As others have said, it unfortunately seems that you are headed to divorce court. It's very unfortunate but sometimes marriages do not last past a certain point nowadays. I hate to think that you love this woman so much that she doesn't feel the same for you. That is emotional suicide. In time, you will heal as with any wound. Life will be what it is for her and you. You still have to live life for yourself and your children.

You seem like a nice guy too. Sometimes that is not the best thing in situations like this. It's very difficult what you are going through I know first hand. You can't think, sleep, eat or anything. Keep in mind, while you are going through this, she is living her life to the fullest. If she loved you, she'd sit you down and express how transparency could be displayed going forward. She hasn't and won't maybe. I pray you find solace in this situation. No one likes to have their hearts broken.


----------



## lordmayhem (Feb 7, 2011)

You already know that you're headed toward D, you're just having a hard time accepting it. It's obvious she hasn't changed or learned anything from the last affair. All she did was lay low until the dust settled. Now you are traveling out of town a lot and you are getting the ILYBINILWY speech again. Her sister is enabling her lifestyle of GNOs and partying, having phone sex with a guy she allegedly just met, etc. 

She's cheating on you again, and if she's not, she's already shopping around for a new man. It's only just a matter of time before she packs up and leaves for the new man that she's found.

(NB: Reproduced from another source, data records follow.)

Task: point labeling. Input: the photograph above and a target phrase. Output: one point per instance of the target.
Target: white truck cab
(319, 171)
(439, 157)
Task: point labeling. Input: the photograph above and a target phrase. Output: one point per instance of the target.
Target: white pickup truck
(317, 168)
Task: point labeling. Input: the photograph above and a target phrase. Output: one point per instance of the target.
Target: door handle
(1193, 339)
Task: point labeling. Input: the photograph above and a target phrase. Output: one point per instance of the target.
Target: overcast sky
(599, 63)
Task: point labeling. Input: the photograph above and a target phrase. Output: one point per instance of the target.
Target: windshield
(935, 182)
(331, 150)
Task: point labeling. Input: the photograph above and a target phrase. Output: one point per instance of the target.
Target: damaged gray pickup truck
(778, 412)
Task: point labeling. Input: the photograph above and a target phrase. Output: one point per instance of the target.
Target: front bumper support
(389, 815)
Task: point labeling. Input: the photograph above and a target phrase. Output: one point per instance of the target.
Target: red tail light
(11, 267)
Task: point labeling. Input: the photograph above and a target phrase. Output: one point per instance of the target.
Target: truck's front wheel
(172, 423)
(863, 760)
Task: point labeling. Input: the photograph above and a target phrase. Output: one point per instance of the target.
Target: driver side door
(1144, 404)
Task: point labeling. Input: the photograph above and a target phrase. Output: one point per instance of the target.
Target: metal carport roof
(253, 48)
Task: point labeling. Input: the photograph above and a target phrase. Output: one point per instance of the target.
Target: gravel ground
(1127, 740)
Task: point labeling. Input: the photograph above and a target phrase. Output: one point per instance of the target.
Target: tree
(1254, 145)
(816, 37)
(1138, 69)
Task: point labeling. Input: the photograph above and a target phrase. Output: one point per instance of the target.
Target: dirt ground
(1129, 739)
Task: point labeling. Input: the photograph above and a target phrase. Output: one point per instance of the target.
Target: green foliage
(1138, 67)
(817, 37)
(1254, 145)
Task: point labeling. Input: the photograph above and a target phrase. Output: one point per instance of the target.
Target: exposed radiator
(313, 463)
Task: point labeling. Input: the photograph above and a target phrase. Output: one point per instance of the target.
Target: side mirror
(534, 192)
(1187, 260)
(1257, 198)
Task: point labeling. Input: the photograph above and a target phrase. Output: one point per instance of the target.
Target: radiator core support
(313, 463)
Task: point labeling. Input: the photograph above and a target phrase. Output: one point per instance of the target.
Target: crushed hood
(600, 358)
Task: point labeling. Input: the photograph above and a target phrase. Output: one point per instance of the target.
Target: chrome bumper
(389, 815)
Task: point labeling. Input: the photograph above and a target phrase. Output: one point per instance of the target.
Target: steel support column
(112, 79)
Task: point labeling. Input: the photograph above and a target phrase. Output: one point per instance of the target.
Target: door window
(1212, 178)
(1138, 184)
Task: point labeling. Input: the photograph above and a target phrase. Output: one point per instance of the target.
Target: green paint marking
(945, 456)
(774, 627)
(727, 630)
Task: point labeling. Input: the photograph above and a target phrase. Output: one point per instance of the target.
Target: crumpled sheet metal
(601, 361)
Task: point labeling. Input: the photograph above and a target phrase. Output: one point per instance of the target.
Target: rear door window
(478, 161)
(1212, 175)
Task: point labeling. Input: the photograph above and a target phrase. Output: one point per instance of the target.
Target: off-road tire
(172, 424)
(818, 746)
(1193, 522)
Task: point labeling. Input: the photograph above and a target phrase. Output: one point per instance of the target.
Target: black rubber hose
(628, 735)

You seem to be afraid that you can't find someone. Work on your self esteem issues. Yes, you have been married 18 years and you're afraid of being old, alone, and bitter later on. Why? Your WW certainly isn't, is she? She's out there partying right now looking for another man. If she can find another man, you can find another woman too. You can find happiness again after divorcing her. I've been married longer than you, I'm 45, my oldest is in college, but I'm not afraid to end my marriage and find someone else if I have to. I know I have a lot to offer a potential mate.

Have self confidence in yourself. Like another thread says, Self Confidence is like kryptonite to affairs.


----------



## the guy (Aug 3, 2010)

I would have to believe that the both of you had the talk "if you do this again I'm done"...well did you?

You sound like a man that has conviction to your faith and family, so stand by your word, and if you did in fact make that statement, well then!

As I am assuming you made some remark to "if this ever happen, then....."

Is this correct?


----------